Im only assuming it has 10w30 in it, Im just seafoaming it before i change it out for 5w30 synthetic.. I only use 5w30-40 up in this climate..

JensenB
01-12-2011, 07:14 PM
I went hunting for metric brass fittings tonight and nobody seems to carry any metric? I wonder if there is a way to just read using Vag com or a multimeter off the oem 1 wire sending unit? Or is it just a simple 2 position deal?

walky_talky20
01-12-2011, 08:01 PM
On the A4 12V 2.8, the OEM piece is not a sender. It is just a switch that closes at 1.8 bar, or about 26 psi. The cluster and/r ecu do not know the actual pressure attained.

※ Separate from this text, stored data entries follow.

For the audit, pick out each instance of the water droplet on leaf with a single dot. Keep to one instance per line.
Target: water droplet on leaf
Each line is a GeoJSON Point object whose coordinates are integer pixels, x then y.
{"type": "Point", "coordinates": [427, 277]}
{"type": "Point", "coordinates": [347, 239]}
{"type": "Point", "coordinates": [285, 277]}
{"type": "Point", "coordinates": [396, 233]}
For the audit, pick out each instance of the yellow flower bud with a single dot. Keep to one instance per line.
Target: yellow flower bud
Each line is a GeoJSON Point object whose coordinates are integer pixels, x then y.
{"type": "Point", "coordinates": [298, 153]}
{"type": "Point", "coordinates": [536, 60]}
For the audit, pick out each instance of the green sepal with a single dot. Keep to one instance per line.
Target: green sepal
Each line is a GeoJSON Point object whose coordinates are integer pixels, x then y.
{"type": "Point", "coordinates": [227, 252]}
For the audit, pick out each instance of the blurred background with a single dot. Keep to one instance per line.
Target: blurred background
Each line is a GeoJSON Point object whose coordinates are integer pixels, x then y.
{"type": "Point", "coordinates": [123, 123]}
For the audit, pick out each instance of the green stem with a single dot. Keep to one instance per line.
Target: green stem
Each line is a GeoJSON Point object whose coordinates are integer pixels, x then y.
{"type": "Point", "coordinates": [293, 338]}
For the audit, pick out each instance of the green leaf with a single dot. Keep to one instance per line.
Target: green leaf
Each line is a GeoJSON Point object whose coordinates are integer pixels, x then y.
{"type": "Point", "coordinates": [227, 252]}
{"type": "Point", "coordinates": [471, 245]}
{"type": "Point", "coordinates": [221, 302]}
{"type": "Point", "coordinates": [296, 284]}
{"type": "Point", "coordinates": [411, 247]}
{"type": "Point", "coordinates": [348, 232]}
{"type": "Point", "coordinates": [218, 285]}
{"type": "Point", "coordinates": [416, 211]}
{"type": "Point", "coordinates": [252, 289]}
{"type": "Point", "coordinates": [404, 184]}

You are correct, *nobody* stocks metric fittings. I get them on ebay when I need them. It is kind of joke because half the cars on the road are foreign (and half the domestic cars are foreign design or build). Anyway, to check the oil pressure a mechanic would use a mechanical oil pressure gauge kit. It would likely include all kinds of fitting adapters for every type of thread. The "default" threads on the unit would probably be 1/8" National Pipe Thread (NPT). So he would pull out the 1/8 NPT to M10x1.0 adapter and go to town.

As an interesting detail, the C4 A6/100 also used the 12V V6 engine and they had an oil pressure gauge on the dash from the factory. It even measured in Bar, which is cool. Anyway, the sender for that gauge is specifically referred to in the B5 Bentley manual as "not on the A4", as it *is* shown in the picture(B), right beside the pressure switch(A):

http://i19.photobucket.com/albums/b154/walky_talky20/12V-oil-senders.jpg

JensenB
01-13-2011, 08:55 AM
On the A4 12V 2.8, the OEM piece is not a sender. It is just a switch that closes at 1.8 bar, or about 26 psi. The cluster and/r ecu do not know the actual pressure attained.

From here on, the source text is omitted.